Professor Stout said:
Plants are the base of the food chain on which all life on earth, including us, depends. Understanding how plants interact with other elements of ecosystems is fundamental to sustainable food chains, our health and well-being, climate change mitigation and adaptation, and all the other benefits we derive from nature.
Professors Steve Waldren and Matthew Saunders’ research into Irish saltmarsh ecosystems and agricultural systems in sub-saharan Africa underlines independently that we cannot conserve what we do not understand and we cannot manage if we don’t measure.
Professor Waldren’s research has identified the likely winners and losers in the saltmarshes if our waterways continue to be loaded with nitrates.

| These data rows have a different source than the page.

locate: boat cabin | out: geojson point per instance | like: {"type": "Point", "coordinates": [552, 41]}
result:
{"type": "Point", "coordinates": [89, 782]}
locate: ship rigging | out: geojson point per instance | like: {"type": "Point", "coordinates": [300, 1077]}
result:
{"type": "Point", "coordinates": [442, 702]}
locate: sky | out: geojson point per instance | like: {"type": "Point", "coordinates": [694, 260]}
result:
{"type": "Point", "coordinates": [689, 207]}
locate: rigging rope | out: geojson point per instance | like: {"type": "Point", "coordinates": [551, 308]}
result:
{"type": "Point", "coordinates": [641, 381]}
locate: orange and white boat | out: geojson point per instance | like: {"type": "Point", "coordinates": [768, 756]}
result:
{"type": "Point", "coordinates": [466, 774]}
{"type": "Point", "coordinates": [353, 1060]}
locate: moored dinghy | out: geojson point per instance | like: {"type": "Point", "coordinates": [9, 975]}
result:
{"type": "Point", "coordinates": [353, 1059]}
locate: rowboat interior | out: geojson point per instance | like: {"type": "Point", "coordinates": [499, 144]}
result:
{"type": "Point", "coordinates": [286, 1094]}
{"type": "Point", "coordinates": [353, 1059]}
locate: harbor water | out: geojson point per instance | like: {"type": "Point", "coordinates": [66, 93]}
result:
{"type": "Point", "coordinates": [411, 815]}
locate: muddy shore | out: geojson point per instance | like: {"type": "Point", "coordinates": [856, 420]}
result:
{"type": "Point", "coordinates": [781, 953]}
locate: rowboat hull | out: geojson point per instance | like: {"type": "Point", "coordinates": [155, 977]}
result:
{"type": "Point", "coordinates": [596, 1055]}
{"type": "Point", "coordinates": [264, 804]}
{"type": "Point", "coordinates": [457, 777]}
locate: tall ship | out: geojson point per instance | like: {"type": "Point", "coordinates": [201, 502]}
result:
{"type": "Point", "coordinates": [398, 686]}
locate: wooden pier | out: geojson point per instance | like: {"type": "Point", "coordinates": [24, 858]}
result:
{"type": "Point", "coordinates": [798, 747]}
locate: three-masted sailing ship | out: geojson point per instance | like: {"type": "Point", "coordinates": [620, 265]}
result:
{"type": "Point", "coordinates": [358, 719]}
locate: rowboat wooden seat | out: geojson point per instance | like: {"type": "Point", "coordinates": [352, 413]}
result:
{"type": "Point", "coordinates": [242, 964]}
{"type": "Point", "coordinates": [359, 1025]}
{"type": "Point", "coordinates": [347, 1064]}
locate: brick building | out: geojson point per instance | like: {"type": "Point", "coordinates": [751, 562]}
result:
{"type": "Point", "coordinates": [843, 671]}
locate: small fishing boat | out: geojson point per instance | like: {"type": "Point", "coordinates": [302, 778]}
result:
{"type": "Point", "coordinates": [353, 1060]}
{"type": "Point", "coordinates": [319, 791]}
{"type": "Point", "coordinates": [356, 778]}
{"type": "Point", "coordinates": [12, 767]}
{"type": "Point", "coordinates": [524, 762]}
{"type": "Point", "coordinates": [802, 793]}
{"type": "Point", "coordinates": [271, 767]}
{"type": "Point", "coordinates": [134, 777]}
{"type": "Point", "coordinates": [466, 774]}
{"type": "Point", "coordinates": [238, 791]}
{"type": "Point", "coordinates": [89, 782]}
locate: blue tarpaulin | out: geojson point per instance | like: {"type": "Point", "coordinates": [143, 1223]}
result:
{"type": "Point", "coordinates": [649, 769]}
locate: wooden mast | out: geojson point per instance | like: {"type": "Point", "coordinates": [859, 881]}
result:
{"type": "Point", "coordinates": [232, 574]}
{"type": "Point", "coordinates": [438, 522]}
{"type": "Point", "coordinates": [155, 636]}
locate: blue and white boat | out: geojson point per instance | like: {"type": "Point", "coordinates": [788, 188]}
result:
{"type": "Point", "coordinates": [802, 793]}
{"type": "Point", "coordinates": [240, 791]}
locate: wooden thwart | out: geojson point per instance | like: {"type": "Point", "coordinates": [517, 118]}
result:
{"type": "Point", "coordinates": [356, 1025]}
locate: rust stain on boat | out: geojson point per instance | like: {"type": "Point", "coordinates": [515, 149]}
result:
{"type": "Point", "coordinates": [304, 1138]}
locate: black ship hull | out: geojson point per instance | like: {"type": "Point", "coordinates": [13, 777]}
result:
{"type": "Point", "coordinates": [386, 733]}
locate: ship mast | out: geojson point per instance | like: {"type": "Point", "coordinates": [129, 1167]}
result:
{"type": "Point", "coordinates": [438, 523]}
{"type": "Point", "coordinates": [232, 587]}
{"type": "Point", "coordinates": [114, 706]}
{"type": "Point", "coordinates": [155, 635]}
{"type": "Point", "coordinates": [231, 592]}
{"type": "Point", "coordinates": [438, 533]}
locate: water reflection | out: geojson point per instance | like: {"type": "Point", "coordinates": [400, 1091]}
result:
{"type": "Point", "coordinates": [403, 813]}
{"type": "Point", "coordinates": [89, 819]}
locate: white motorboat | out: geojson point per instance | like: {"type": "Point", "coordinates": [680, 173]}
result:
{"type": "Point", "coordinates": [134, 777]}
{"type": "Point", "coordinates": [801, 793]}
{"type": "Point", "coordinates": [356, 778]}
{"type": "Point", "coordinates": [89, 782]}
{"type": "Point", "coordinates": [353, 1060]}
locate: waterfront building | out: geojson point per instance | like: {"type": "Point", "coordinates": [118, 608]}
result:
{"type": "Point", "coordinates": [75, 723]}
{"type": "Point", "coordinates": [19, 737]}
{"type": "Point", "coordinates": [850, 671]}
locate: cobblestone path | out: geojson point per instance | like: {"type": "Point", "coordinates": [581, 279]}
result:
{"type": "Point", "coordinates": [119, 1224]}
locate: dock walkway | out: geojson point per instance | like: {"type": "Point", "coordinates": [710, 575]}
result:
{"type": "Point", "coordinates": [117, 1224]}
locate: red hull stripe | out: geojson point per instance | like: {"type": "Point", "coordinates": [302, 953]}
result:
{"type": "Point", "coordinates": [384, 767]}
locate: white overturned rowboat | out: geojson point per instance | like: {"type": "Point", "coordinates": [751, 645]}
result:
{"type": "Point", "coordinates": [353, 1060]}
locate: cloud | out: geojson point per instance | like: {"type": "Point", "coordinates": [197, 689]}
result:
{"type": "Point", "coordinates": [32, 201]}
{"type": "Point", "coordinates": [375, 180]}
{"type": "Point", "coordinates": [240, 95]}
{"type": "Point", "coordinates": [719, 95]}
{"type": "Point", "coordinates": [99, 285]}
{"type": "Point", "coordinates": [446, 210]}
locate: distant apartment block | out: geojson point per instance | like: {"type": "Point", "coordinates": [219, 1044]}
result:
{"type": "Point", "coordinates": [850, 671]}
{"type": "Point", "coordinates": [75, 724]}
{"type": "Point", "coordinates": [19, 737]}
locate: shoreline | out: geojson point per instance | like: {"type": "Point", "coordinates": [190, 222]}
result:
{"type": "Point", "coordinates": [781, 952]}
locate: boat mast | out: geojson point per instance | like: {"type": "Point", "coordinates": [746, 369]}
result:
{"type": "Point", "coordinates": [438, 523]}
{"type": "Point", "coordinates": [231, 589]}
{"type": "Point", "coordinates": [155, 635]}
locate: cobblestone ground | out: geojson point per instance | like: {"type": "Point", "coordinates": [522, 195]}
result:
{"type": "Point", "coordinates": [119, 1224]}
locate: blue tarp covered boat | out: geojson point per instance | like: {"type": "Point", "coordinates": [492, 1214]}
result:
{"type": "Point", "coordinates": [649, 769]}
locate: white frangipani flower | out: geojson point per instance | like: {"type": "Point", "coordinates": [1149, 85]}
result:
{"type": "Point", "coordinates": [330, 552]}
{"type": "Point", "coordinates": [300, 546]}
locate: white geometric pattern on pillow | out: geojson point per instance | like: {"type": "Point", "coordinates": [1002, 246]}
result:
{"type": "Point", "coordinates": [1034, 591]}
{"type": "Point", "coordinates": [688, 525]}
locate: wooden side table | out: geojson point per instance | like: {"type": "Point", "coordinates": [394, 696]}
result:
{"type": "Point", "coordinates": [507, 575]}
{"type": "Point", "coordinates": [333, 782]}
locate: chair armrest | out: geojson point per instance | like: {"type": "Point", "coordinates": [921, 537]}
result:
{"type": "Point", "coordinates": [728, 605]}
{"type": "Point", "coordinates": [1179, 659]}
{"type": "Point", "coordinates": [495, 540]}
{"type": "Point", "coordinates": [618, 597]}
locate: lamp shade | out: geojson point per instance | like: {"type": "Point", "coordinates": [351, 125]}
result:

Professor Saunders’ research group is developing the concept of a global Earth observatory using satellite data to aid our understanding of the processes that drive global environmental change to provide a more informed approach to conservation. These tools can be applied to peatbogs in the midlands or wetlands and agricultural landscapes in Africa.
Professor Jennifer McElwain’s research focuses on palaeobotany, or plant fossils. She has provided insights on historical rates and magnitudes of plant extinction and atmospheric change over geological time. Such research provides essential information to define what is “normal” in the context of atmospheric change and biodiversity loss.
Her work serves to highlight that current rates of change in both are, sadly, far from normal.